I’m +1 to merge whatever you have now in devel since it’s not clear if we should change to another parametrisation ... increases the chances of me and other trying it out on a simulated CTA GPS or the real HESS GPS data.

I’ve discussed this with Axel a bit.

Probably both the Astropy and Sherpa parametrisation is unstable for roughly circular sources,
because the position angle jumps when one of the two width parameters gets larger than the other.

This might have been the problem when I tried to make a HESS survey catalog of elongated Gaussians,
and in any case for CTA Galactic analysis we want a tool gives robustly converging elongated model fits for all sources, even the ones that are roughly circular.

One parametrisation that might be stable is CXX, CXY and CYY from SExtractor, see the section 10.6.1 in the manual:
https://www.astromatic.net/pubsvn/software/sextractor/trunk/doc/sextractor.pdf

It might be worthwile to use this internally or to implement this as an alternative parametrisation.
This is similar to spectral models where in some parametrisations problems occur, e.g. in the HESS software we have 2 power-law parametrisations and 3 exponential-cutoff power-law parametrisations implemented.

Thanks for discussing this. The actual implementation is in fact stable as there is no jump in position angle, but what is called major axis can in fact become smaller than the minor axis.

Why not change the names from “major” and “minor” to “axis1” and “axis2”? Accordingly, there would be no problem if one is larger than the other.

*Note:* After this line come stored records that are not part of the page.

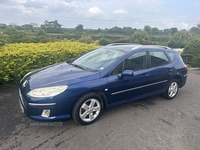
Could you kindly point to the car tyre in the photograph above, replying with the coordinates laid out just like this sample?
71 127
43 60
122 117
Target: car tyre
172 89
87 109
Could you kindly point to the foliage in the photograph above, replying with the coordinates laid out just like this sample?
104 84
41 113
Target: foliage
140 36
51 27
104 41
79 28
3 39
180 39
193 49
18 59
14 36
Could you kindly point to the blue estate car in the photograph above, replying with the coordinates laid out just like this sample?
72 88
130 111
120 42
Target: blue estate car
112 75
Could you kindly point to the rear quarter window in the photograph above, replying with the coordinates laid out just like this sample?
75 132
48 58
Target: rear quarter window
171 56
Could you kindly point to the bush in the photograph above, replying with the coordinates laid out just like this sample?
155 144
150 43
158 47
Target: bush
86 39
104 41
193 49
18 59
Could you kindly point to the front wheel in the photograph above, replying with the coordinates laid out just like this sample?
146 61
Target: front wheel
172 90
87 109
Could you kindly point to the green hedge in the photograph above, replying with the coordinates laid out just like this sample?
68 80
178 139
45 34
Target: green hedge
18 59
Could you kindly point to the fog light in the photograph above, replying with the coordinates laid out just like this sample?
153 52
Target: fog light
45 113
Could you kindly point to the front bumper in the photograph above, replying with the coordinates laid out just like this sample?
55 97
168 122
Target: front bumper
34 110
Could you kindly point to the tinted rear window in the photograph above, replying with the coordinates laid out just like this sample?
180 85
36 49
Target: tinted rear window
171 55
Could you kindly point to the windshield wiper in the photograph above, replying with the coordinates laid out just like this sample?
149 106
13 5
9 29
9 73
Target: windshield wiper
77 66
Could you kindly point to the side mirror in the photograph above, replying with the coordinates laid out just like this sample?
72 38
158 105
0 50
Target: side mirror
126 73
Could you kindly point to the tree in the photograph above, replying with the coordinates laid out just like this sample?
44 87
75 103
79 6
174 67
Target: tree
3 26
193 49
140 36
173 30
79 28
13 35
3 39
148 29
195 30
155 31
86 39
52 27
128 30
28 27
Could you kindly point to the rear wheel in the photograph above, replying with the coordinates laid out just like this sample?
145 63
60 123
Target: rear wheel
172 89
87 109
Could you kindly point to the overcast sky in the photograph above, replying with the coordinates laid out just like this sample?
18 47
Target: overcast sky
95 14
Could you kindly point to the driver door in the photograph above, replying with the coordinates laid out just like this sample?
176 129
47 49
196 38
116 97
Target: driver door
127 88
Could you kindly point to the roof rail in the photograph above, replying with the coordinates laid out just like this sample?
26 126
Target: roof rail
159 46
115 44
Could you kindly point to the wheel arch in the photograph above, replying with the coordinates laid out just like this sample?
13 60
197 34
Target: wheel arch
100 93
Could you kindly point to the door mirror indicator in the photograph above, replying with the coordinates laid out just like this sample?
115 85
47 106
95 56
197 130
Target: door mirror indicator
126 73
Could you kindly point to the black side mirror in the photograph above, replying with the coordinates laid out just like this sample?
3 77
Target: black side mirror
126 73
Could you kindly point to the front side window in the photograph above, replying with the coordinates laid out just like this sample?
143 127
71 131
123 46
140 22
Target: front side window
98 60
158 59
134 62
171 55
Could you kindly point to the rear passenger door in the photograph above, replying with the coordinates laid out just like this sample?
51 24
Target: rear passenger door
160 70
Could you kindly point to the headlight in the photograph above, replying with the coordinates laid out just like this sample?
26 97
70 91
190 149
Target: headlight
47 91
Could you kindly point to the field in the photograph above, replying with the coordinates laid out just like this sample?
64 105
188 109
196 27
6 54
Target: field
18 59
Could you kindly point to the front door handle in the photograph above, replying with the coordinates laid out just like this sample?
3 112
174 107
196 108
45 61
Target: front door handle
145 75
170 70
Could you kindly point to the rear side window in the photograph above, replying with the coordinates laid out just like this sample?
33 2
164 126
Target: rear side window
171 55
158 59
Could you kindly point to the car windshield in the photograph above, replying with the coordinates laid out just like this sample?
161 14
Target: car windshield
97 60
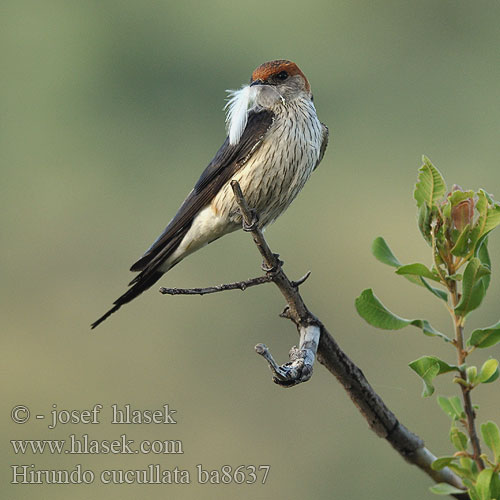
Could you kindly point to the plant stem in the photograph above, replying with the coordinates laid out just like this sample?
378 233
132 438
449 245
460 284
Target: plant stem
468 408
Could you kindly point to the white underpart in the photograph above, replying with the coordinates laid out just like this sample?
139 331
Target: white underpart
237 107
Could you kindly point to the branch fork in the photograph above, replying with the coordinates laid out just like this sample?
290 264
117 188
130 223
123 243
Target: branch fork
316 341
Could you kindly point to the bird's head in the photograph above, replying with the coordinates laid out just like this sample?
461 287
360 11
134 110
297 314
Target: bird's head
283 77
273 84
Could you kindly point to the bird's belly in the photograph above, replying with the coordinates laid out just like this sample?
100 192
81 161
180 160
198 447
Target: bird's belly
271 179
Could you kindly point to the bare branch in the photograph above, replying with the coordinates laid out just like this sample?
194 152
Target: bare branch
380 419
239 285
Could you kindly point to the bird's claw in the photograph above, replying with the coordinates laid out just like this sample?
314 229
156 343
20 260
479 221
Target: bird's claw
275 268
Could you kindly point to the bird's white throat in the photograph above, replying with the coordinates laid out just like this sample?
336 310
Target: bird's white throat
238 104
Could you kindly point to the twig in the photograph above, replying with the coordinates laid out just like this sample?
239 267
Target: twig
470 414
239 285
380 419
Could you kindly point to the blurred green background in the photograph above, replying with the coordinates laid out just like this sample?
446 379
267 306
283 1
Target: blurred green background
110 110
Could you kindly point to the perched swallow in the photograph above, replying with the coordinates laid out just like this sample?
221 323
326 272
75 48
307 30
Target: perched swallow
275 141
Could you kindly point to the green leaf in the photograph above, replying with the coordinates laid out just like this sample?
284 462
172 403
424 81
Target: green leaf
493 377
424 222
445 489
430 186
417 270
473 493
452 407
482 254
473 287
495 486
489 217
491 436
376 314
442 462
471 372
485 337
429 367
427 370
483 484
441 294
488 370
458 439
382 252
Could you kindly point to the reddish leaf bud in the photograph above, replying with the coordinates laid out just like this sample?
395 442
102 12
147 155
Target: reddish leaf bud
463 213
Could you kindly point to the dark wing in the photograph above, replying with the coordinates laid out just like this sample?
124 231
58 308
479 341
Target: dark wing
228 160
324 144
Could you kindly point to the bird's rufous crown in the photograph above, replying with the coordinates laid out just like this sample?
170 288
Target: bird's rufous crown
264 71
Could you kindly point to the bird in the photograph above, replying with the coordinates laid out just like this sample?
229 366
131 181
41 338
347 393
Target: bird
274 142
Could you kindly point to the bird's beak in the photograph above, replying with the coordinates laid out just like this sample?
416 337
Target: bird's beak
256 82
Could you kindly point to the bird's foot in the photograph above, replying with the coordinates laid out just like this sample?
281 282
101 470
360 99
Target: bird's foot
296 371
275 268
254 224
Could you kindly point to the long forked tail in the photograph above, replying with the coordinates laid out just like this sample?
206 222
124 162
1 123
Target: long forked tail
140 283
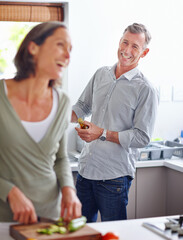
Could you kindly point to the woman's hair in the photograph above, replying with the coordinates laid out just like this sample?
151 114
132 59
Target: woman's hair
139 28
23 60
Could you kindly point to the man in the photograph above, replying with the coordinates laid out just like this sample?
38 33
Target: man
123 106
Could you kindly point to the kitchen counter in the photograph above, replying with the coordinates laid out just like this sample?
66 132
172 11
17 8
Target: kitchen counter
174 163
127 230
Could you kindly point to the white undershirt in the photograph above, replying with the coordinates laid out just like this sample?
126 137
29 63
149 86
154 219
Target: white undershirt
37 130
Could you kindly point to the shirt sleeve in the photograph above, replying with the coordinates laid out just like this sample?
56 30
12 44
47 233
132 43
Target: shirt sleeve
5 187
143 122
62 165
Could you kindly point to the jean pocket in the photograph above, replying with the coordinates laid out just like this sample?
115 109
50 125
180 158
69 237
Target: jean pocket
115 185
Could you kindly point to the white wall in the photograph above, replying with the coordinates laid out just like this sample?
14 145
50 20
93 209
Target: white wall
96 27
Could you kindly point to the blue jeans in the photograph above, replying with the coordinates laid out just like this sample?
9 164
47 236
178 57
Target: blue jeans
109 197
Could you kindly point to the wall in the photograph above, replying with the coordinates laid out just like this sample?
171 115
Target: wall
96 27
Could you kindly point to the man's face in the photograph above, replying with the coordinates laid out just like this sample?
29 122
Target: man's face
131 49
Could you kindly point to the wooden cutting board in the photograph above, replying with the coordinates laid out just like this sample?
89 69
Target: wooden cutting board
24 232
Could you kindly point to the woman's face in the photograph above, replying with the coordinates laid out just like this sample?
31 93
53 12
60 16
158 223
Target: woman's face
53 55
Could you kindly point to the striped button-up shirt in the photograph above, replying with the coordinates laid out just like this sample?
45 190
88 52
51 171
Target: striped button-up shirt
127 105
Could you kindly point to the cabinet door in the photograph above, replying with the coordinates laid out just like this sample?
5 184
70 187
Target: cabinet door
150 192
174 196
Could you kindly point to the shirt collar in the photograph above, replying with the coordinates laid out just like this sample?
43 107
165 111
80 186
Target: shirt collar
128 75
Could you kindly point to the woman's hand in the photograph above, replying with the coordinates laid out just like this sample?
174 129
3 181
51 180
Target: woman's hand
21 207
70 205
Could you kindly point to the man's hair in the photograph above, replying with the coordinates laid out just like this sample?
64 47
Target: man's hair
139 28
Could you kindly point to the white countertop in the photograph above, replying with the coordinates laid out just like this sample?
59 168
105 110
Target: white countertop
126 229
174 163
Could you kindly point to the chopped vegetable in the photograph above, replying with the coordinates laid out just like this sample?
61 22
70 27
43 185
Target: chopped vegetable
76 224
110 236
81 123
62 227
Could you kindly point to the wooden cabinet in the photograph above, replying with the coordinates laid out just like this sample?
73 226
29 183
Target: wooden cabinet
155 191
174 192
151 194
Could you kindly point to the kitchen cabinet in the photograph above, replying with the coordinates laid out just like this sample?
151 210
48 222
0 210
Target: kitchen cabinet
151 192
147 195
174 189
156 191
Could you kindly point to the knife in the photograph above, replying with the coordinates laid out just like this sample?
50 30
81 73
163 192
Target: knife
43 219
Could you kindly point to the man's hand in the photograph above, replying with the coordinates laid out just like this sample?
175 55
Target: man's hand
70 205
21 207
90 134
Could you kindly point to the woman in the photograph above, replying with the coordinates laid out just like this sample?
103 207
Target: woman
34 170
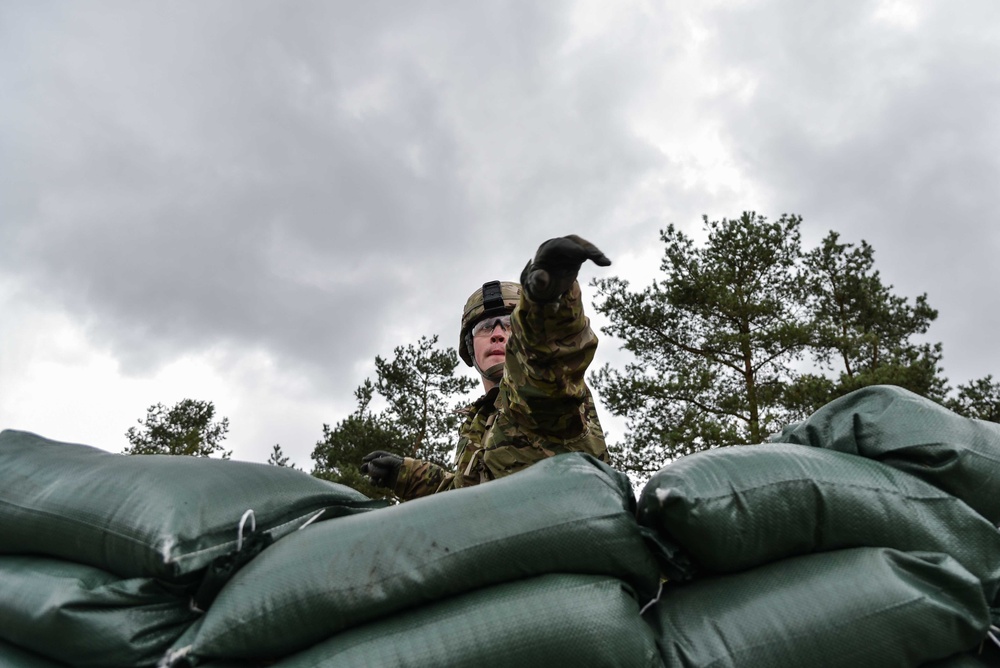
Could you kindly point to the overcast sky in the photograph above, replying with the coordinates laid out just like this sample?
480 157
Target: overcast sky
246 202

+1 to call the axes “A”, “B” or “1”, “2” instead of “major” and “minor” and then explain via documentation that the user has to look afterwards themselves which one is the major and minor one.

PS: the latest version of the branch can be seen here:
https://github.com/gammalib/gammalib/compare/1412-implement-GModelSpatialEllipticalGauss

Before making any decision I would like to analyse the real stability of the actual code (for example to see how an ellipse is fitted where the PA starting value differs by 45 degrees, etc.)

Alternatively, I’d like to try replacing minor_axis by eccentricity, i.e. minor_axis^2 = major_axis^2 (1 - eccentricity^2). This allows to constrain the eccentricity to the interval [0,1], making sure that the major_axis is always the major axis. I’d like to compare the stability of that approach to the actual implementation.